Pattern Matching and Destructuring
The forthcoming Jactl release (2.0.0) introduces switch expressions which provide the same functionality as switch statements/expressions in Java but, in addition, also provides the ability to do powerful pattern matching with destructuring that is common in many functional languages.
Switch Expression
The switch expression in its simplest form works like a switch expression in Java (first introduced in Java 17)
where you pass an expression to switch() and then have a list of values to match against with a result for each match.
In Jactl there is no equivalent to a switch statement like there is in Java.
The Jactl switch expression can be used as either a statement (if you ignore the result) or an expression.
Note that there is no fall through between different cases and so break will not break out of the switch, but will
break out of whatever enclosing for/while loop the switch is contained within.
The main difference, syntactically, between Jactl switch and Java switch is that Jactl does not require the case
keyword (and use of ; is optional if new lines are used).
Here is a simple example:
switch(x) {
1 -> println 'one'
2 -> println 'two'
default -> println 'unknown'
}
Note that, as in Java, an optional default case can be used to specify the behaviour when none of the
cases match.
If you want to put more than one case on the same line then ; can be used as a separator:
switch(x) { 1 -> println 'one'; 2 -> println 'two' }
If the result of the match involves multiple statements then they need to be wrapped in { and }:
switch(x) {
'Fred' -> {
fred++
println "Fred: $fred"
}
'Barney' -> {
barney++
println "Barney: $barney"
}
}
In Jactl, switch is actually an expression so the code after each -> is evaluated and the resulting
value is returned if that case succeeded:
def result = switch(x) {
1 -> 'one'
2 -> 'two'
default -> 'unknown'
}
If the code for the matching case does not result in an actual value (for example the last statement is a while loop)
then null is returned.
Note that invoking return from within a switch case will return from the enclosing function rather than cause
the switch expression to return that value.
If multiple values should map to the same result you can separate the values with commas:
switch(x) {
1,3,5,7,9 -> 'odd'
2,4,6,8,10 -> 'even'
}
Matching on Literals
As we have seen in the examples so far, we can use switch expressions to match on literals which are standard
primitive types such as int, long, double, String and so on.
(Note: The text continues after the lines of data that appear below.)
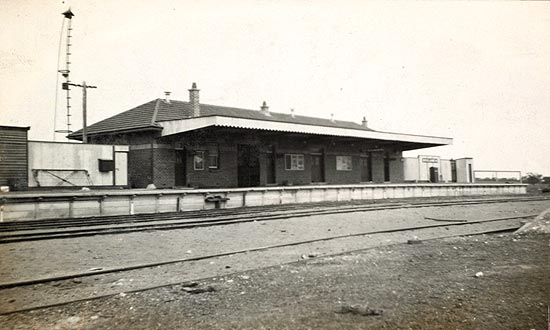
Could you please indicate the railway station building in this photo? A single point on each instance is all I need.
(190, 144)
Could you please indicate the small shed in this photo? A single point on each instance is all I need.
(13, 157)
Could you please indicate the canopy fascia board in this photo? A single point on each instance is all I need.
(172, 127)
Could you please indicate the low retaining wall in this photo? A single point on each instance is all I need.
(43, 205)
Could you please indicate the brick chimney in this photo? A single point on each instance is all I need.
(265, 109)
(194, 101)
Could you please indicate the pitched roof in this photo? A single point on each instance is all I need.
(147, 115)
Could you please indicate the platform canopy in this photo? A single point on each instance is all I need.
(172, 127)
(170, 117)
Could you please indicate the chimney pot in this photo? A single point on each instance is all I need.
(194, 100)
(265, 109)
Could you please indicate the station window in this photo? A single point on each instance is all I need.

We can also use literals which are List or Map literals, and we can support different literal types in the same
switch (if the type of the value which is the subject of the switch permits the comparison):
switch(x) {
1,2,3,4,'abc' -> 'primitive'
[1,2,3],[4,5] -> 'list'
[a:1,b:[4,5]] -> 'map'
}
If you try to match against a literal whose type is incompatible with the type of the subject of the switch then
you will get a compile error.
For example:
int x = 2
switch(x) {
1,2 -> x
'abc' -> "x=$x"
}
io.jactl.CompileError: Type int can never match type String @ line 4, column 3
'abc' -> "x=$x"
^
Matching on Type
In addition to matching against literal values, Jactl also supports testing if an expression is of a given type:
switch(x) {
String -> 'string'
int,long -> 'integer'
double,Decimal -> 'floating point'
}
Types and literal values can be mixed in the same switch expression:
switch(x) {
1,2,String -> '1, 2, or string'
int,long -> 'other integral value'
}
Note that if the order of the matches was the other way around you will get a compile error since int already covers
the case of all int values:
switch(x) {
int,long -> 'other integral value'
1,2,String -> '1, 2, or string'
}
Switch pattern will never be evaluated (covered by previous pattern) @ line 3, column 3
1,2,String -> '1, 2, or string'
^
User classes can also be matched against:
class X {}
class Y extends X {}
def x = new Y()
switch(x) {
Y -> 'type is Y'
X -> 'type is X'
}
Again, if the match on type X in the example was before the match on type Y you will get a compile error since
the match on Y can never succeed if it appears after the match on its parent class.
Matching on Regex
Switch expressions can also be used to do regular expression matches and support the use of capture variables like
$1 in the result for that match case:
switch(x) {
/(.*)\+(.*)/n -> $1 + $2
/(.*)-(.*)/n -> $1 - $2
default -> 0
}
Note that if the regex pattern has no modifiers after it then it will be treated as a standard expression string
and a literal match will occur instead.
To force it to be a regular expression match you must use a modifier (such as n in the example, which forces the
capture variables to be treated as numbers where possible).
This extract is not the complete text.